Who actually took down the plane isn’t truly discovered yet. The investigation of the disaster and bringing back the bodies of the two hundred ninety eight passengers caused mixed feelings. The care for the bodies and the bereaved took place with great dignity. The process of finding the ones who shot down the plane and bring them to court became actually more a political game to avoid the discussion than a case of justice. What we, in any case, can conclude is that we, as a country, haven’t learned from our mistakes.

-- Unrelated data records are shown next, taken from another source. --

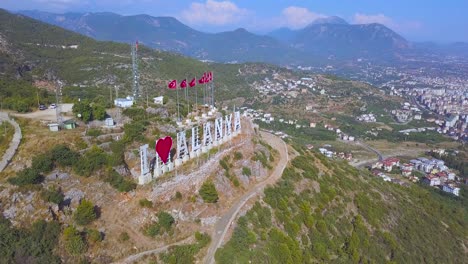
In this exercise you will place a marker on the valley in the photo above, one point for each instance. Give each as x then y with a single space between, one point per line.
304 161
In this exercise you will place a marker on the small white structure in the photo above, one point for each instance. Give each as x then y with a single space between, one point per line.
228 128
109 122
196 143
54 127
218 131
145 176
159 100
207 137
182 149
451 189
124 102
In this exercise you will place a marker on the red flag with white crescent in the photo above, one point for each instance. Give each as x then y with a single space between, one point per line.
210 76
183 84
193 82
202 80
172 85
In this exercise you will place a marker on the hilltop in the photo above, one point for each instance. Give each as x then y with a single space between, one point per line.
71 196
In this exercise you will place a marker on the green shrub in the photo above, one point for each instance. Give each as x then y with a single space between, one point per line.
124 237
238 155
165 220
208 192
26 177
74 243
64 156
52 195
93 160
42 163
145 203
134 131
119 182
85 213
93 235
246 171
93 132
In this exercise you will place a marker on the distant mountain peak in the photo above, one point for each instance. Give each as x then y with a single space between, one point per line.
335 20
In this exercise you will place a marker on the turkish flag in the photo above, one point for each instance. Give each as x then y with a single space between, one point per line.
202 79
172 85
193 82
183 84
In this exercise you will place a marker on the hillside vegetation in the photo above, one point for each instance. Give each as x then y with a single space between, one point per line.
34 51
330 212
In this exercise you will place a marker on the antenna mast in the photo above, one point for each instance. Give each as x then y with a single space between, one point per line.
136 75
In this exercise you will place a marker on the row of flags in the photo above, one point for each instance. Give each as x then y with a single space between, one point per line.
206 78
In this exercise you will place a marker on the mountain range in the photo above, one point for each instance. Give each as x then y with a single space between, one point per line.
325 37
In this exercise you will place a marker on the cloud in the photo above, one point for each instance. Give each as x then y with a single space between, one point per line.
400 26
298 17
214 13
60 4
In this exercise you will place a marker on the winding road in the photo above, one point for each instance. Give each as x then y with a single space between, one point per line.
225 222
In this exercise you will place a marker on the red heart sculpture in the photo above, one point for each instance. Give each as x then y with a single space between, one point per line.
163 147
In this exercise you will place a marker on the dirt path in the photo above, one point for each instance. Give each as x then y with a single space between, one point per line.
225 222
137 256
10 152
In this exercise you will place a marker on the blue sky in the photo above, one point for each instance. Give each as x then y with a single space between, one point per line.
417 20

A lot of the Dutch people were praising the way of dealing with the deceased persons and their relatives. But there was also, especially short after the disaster, a shared feeling that bringing justice to the offenders should happen soon. Our Prime Minister has stated that also short after the disaster. We’re thirteen months further and no single offender has got his punishment yet for the crime he committed. That’s not only a failure of the Dutch and international justice system, but also another smack in the face of the relatives. We had the Special Forces to support the investigation teams, but the government was afraid of escalation. After such a crime, shooting down innocent people, you have to send a signal that you indeed do everything to bring this national disaster to, at least, an honest and fair end.

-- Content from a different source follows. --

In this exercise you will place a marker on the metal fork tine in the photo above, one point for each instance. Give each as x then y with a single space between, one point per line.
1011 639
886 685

Our Defensive forces get there budget cut every year. Their tasks however stay the same: defend our country, our economic properties and our allies all over the world. The missions to Mali and our fight against ISIS are extended with another year. For the past years, hundreds of millions where taken from the budget for the Ministry of Defence. They needed at least three milliard to make some progress in their plans, they got two hundred fifty to three hundred seventy-five million. This sounds the same as the situation before World War II. More and more tensions everywhere in the world, but we save on our Defence. We have a commitment with the EU member states that we spend at least 2% of our Gross Domestic Product (GDP) on Defence. The Netherlands are currently at 1.2%. We are on head when it comes to meeting EU standards, but the ones concerning our safety aren’t that important apparently.

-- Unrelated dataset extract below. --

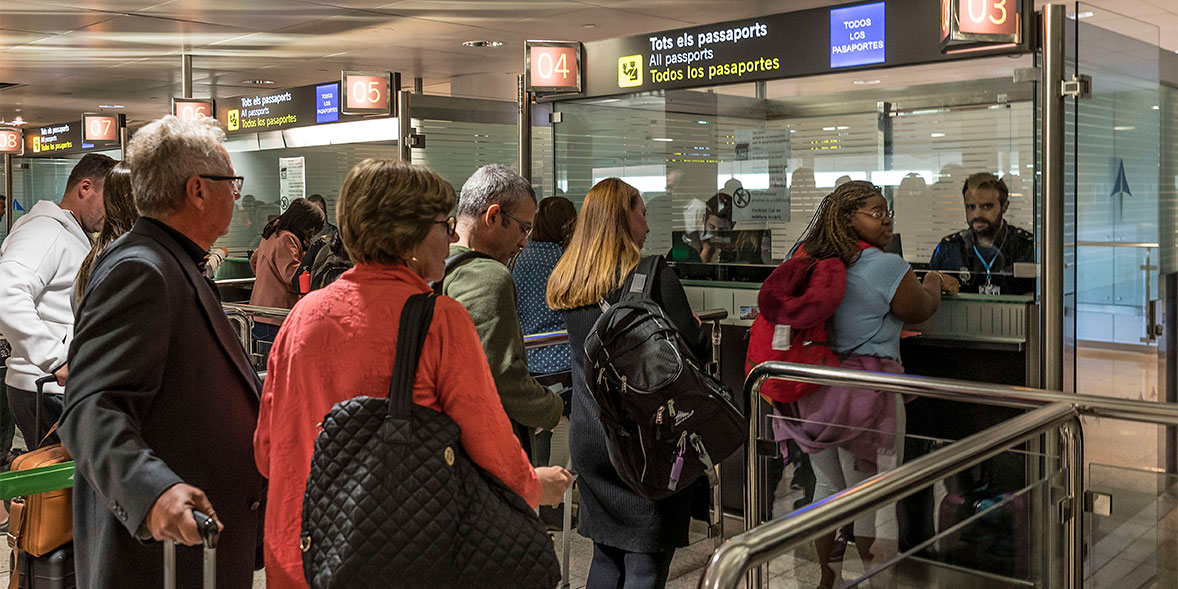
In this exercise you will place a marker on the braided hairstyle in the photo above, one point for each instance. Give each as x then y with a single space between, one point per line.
831 233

I applied for the part-time job at the National Reserves (NATRES) a few months ago. The people who are working there are anxious about their future. Sometimes they don’t even have the materials to exercise. There will be savings on the budget for the NATRES. That’s regrettable because these part of Defence prepare people for society, bring them discipline, respect for a superior and give them the skills to survive in hard circumstances. They also protect several important events and buildings, like recently the Nuclear Top in The Hague.
Still the Parliament don’t want to invest heavily in Defence, which is absolute necessary. At this moment we are losing experience and knowledge. Our safety is worth a lot, but apparently not when economic problems are present. As a collective we have to agree that our safety is the most important factor the government has to take into account for their citizens. We have a moral duty to protect freedom, to ourselves but also to other population groups who are threatened.
I am willing to do everything in my power to secure our main human right: freedom. But as long as that we are not willing to pay for this as a collective and take our responsibility to mankind, it is waiting for the next disaster to happen.